At 2000 kilometres down, we hit the radiactive zone. This is the thickest later of the sun. It makes us almost half of the entire radius because the pressure is atleast 100 million times greater than at sea level on earth. Because it’s so dense there’s not much room for light waves to travel, which means, its pitch black. Instead of travelling across the radiative zone and hitting your eye, the light waves slam into electrons and other particles in the plasma. And some even rebound inward towards the last stop, the core. 5,00,000 kilometres below the surface, the centre of the sun makes up nearly quarter of its radius. The pressure has risen to more than 200 billon times the pressure at sea level on earth, pressing the surrounding atoms so closely together that its about 10 times denser 5than iron. It’s a blistering 15 million degree Celsius, making it the hottest place in the entire solar system.
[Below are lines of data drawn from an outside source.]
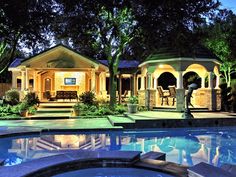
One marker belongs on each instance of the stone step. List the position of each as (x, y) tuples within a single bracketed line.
[(174, 110), (205, 170), (53, 110)]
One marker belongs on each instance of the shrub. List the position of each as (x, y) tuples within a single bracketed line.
[(23, 106), (142, 108), (12, 97), (133, 100), (8, 111), (120, 109), (32, 110), (87, 98), (31, 99)]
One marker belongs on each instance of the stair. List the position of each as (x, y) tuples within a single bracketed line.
[(53, 111)]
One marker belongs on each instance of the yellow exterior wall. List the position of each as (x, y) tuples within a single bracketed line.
[(80, 81)]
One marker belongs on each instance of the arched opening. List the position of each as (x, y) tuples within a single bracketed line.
[(126, 84), (139, 83), (18, 83), (48, 84), (166, 79), (191, 77)]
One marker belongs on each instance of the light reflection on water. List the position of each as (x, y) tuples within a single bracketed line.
[(188, 147)]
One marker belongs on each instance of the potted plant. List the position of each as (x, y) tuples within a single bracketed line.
[(77, 109), (23, 109), (133, 104)]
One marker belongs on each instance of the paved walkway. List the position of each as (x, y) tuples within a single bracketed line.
[(177, 115), (24, 125)]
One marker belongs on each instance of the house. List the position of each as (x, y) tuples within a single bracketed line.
[(62, 68)]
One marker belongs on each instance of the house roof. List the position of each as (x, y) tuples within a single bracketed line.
[(61, 48), (16, 62), (123, 63)]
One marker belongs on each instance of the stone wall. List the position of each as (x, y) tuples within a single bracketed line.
[(141, 97)]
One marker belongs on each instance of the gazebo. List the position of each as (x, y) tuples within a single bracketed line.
[(200, 61)]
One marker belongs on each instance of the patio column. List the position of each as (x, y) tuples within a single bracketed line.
[(35, 81), (14, 79), (203, 79), (93, 81), (210, 80), (217, 81), (22, 80), (133, 84), (40, 86), (142, 83), (120, 88), (180, 80), (104, 82), (155, 83), (26, 79), (149, 81)]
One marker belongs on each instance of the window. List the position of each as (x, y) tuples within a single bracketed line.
[(69, 81)]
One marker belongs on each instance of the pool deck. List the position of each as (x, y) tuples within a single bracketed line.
[(147, 119)]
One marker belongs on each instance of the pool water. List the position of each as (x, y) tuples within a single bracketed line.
[(113, 172), (214, 146)]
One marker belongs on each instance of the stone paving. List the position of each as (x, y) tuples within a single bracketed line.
[(24, 125)]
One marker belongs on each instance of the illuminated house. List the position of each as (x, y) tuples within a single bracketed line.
[(63, 69)]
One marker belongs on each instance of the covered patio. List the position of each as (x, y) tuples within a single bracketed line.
[(62, 74), (202, 63)]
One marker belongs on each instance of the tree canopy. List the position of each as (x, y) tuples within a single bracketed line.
[(221, 40), (24, 23)]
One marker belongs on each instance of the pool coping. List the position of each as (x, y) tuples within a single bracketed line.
[(76, 160)]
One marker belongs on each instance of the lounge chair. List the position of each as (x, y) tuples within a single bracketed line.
[(162, 95), (172, 95)]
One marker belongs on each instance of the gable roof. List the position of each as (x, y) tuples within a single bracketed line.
[(199, 52), (55, 53), (16, 62), (59, 46)]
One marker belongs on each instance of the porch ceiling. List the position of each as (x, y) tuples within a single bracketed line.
[(61, 57)]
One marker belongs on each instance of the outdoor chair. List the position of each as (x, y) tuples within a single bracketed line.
[(124, 96), (162, 95), (172, 95)]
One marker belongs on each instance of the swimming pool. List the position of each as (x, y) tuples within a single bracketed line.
[(113, 172), (183, 146)]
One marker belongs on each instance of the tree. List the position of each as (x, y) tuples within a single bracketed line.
[(23, 23), (221, 43), (116, 30), (170, 23), (109, 28)]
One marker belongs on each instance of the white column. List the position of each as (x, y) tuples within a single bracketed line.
[(26, 79), (137, 83), (104, 82), (149, 80), (210, 80), (180, 80), (203, 81), (217, 81), (40, 86), (142, 83), (14, 79), (22, 80), (100, 83), (35, 81), (93, 81), (155, 83)]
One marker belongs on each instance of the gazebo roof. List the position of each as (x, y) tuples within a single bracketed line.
[(167, 53), (123, 63)]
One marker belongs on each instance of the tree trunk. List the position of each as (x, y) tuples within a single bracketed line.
[(112, 88)]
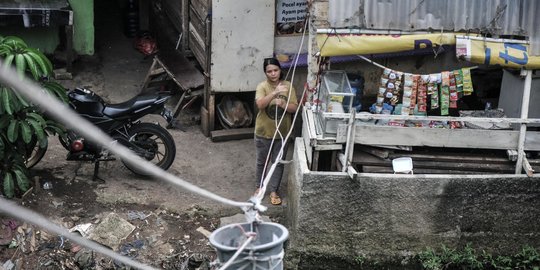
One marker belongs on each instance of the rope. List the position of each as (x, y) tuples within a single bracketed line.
[(237, 253)]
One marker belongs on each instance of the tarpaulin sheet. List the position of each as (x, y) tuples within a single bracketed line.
[(506, 53), (352, 44)]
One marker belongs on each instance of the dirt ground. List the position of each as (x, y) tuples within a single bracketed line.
[(166, 218)]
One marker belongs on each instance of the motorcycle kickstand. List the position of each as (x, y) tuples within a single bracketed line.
[(96, 172)]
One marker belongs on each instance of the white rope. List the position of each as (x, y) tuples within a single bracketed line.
[(27, 215), (237, 253)]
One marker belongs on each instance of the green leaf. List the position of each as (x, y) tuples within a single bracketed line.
[(7, 61), (41, 60), (22, 179), (32, 66), (4, 120), (38, 129), (14, 41), (56, 89), (20, 63), (6, 101), (26, 133), (55, 127), (37, 117), (13, 130), (9, 187), (22, 101)]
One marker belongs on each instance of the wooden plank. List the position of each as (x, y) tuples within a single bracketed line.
[(231, 134), (527, 167), (363, 158), (376, 151), (434, 137), (180, 69), (185, 25), (200, 8), (307, 141), (451, 158), (173, 10), (204, 121), (197, 47), (379, 169), (197, 22), (211, 112)]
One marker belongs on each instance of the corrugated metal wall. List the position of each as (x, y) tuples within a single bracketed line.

Now, contrary to popular belief, the sun is not actually om fire. Instead all the energy is created through the nuclear reaction which slams hydrogen atoms together to create large helium atoms and some extra energy on the side. So even, if you managed to survive the blistering heat, thr solar flares  and the crushing pressure, you have to click out of the solar systems biggest nuclear recator. Maybe the closest encounter to the sun should be on the beach.